I hold a PhD in Economics from the Toulouse School of Economics, and worked as a Postdoctoral Researcher at the GC Social Impact Lab at Stanford GSB. Since 2023, I've work at Malt, Europe's largest freelance marketplace.
Contact: charles.pebereau [at] gmail.com
Here is my LinkedIn profile
None of your business! Efficient disclosure policies with heterogeneous audiences (pdf)
Abstract: This paper studies the efficient disclosure of performance information by a principal about an agent with career concerns vis-à-vis heterogeneous employers. The information is more predictive of the agent's talent for jobs similar to the one she was evaluated for. The principal trades off effort incentives and the agent's intertemporal welfare. In equilibrium, the principal discloses information differentially, and information structures are non-decreasing in job similarity. Incentivizing higher effort requires disclosing more information, in priority to employers who value it the most. The model can rationalize laws differentially restricting access to worker and consumer personal data, and inform privacy debates.
Barriers to real-time electricity pricing: Evidence from New Zealand -- with Kevin Remmy (pdf)
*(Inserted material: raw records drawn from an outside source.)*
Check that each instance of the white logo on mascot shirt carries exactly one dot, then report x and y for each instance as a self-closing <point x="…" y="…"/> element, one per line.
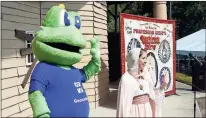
<point x="80" y="100"/>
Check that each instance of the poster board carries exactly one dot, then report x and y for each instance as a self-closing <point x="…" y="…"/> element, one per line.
<point x="158" y="37"/>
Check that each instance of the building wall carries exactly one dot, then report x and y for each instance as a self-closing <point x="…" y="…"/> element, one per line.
<point x="26" y="16"/>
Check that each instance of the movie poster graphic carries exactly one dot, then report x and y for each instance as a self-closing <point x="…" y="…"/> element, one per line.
<point x="158" y="37"/>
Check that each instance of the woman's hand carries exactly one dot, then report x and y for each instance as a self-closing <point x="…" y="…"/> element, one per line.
<point x="163" y="86"/>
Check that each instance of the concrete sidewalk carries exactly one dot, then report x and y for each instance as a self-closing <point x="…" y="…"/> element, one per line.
<point x="179" y="105"/>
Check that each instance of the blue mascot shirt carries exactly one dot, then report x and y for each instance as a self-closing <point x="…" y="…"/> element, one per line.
<point x="62" y="90"/>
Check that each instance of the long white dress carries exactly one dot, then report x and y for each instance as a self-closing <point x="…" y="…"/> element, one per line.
<point x="128" y="89"/>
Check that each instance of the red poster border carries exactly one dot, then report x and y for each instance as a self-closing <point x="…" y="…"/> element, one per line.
<point x="134" y="17"/>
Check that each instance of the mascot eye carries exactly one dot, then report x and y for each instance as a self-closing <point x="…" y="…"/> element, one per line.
<point x="77" y="22"/>
<point x="66" y="19"/>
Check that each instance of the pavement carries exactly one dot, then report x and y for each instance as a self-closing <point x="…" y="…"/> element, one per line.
<point x="180" y="104"/>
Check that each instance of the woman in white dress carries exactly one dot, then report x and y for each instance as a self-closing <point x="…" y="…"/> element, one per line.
<point x="137" y="96"/>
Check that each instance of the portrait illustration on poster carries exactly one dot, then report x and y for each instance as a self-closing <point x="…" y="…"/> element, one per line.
<point x="152" y="67"/>
<point x="158" y="38"/>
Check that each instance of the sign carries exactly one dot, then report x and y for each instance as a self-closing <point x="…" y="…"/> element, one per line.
<point x="158" y="38"/>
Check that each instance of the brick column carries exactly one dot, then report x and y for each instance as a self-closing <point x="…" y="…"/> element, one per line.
<point x="160" y="9"/>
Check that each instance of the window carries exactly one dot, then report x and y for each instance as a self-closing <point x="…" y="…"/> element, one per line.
<point x="30" y="57"/>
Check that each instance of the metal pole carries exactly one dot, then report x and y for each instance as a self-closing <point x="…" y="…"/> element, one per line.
<point x="170" y="10"/>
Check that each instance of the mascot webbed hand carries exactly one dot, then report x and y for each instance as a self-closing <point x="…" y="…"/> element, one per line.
<point x="56" y="86"/>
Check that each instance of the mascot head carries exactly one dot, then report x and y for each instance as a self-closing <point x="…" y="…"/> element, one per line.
<point x="59" y="41"/>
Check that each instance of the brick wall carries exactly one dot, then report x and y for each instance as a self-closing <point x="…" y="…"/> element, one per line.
<point x="26" y="16"/>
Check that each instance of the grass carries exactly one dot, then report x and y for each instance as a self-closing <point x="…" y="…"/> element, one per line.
<point x="184" y="78"/>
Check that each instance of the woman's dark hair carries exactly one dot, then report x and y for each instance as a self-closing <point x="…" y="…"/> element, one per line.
<point x="141" y="51"/>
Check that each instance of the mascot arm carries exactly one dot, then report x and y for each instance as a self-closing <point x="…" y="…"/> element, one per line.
<point x="38" y="104"/>
<point x="94" y="66"/>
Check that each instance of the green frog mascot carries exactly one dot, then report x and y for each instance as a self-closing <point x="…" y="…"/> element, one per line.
<point x="56" y="86"/>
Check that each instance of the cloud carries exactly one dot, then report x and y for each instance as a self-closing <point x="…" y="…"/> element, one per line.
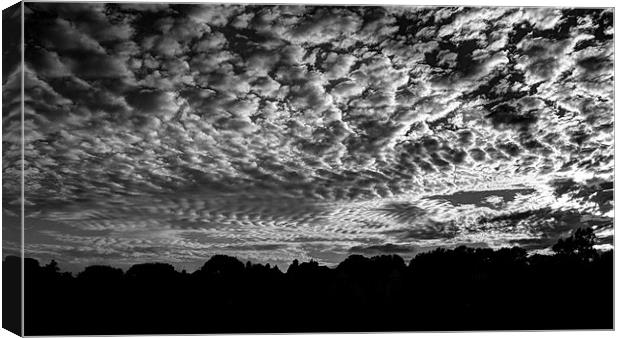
<point x="382" y="249"/>
<point x="302" y="131"/>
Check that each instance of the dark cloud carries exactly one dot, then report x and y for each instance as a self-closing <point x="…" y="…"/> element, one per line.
<point x="185" y="130"/>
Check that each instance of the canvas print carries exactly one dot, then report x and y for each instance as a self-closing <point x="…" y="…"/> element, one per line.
<point x="224" y="168"/>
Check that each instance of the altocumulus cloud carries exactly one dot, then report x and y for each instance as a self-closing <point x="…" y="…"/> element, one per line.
<point x="172" y="133"/>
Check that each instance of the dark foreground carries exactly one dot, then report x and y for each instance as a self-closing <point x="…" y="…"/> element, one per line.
<point x="460" y="289"/>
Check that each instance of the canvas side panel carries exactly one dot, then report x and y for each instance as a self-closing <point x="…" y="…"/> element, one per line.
<point x="12" y="169"/>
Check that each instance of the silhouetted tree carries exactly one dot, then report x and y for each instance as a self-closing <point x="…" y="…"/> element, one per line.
<point x="579" y="244"/>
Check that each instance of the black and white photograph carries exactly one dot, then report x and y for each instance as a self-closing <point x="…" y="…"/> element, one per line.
<point x="222" y="168"/>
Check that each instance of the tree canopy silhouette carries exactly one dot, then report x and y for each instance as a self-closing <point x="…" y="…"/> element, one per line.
<point x="444" y="289"/>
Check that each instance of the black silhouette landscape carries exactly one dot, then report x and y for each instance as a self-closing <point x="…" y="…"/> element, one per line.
<point x="459" y="289"/>
<point x="222" y="168"/>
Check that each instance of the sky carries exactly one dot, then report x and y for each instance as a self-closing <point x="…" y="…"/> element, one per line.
<point x="172" y="133"/>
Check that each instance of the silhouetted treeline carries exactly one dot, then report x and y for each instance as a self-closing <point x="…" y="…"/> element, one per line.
<point x="459" y="289"/>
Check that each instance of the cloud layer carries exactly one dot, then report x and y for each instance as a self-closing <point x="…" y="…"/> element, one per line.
<point x="158" y="132"/>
International Journal of Industrial Organization 2023, 89, 102979
Abstract: This paper studies the introduction of real-time electricity pricing in the New Zealand residential retail market to understand why its market share remained below 1.25%. We use rich panel data of all retail switches between 2014 and 2018 and an unexpected wholesale price spike to study adoption and attrition. Exploiting the staggered roll-out of real-time pricing in different locations we find that attrition decreases with experience. We also find that prospective adopters are present biased. The combination of these findings explains why adoption stalled and shows that wholesale price spikes pose a serious threat to widespread adoption of real-time pricing.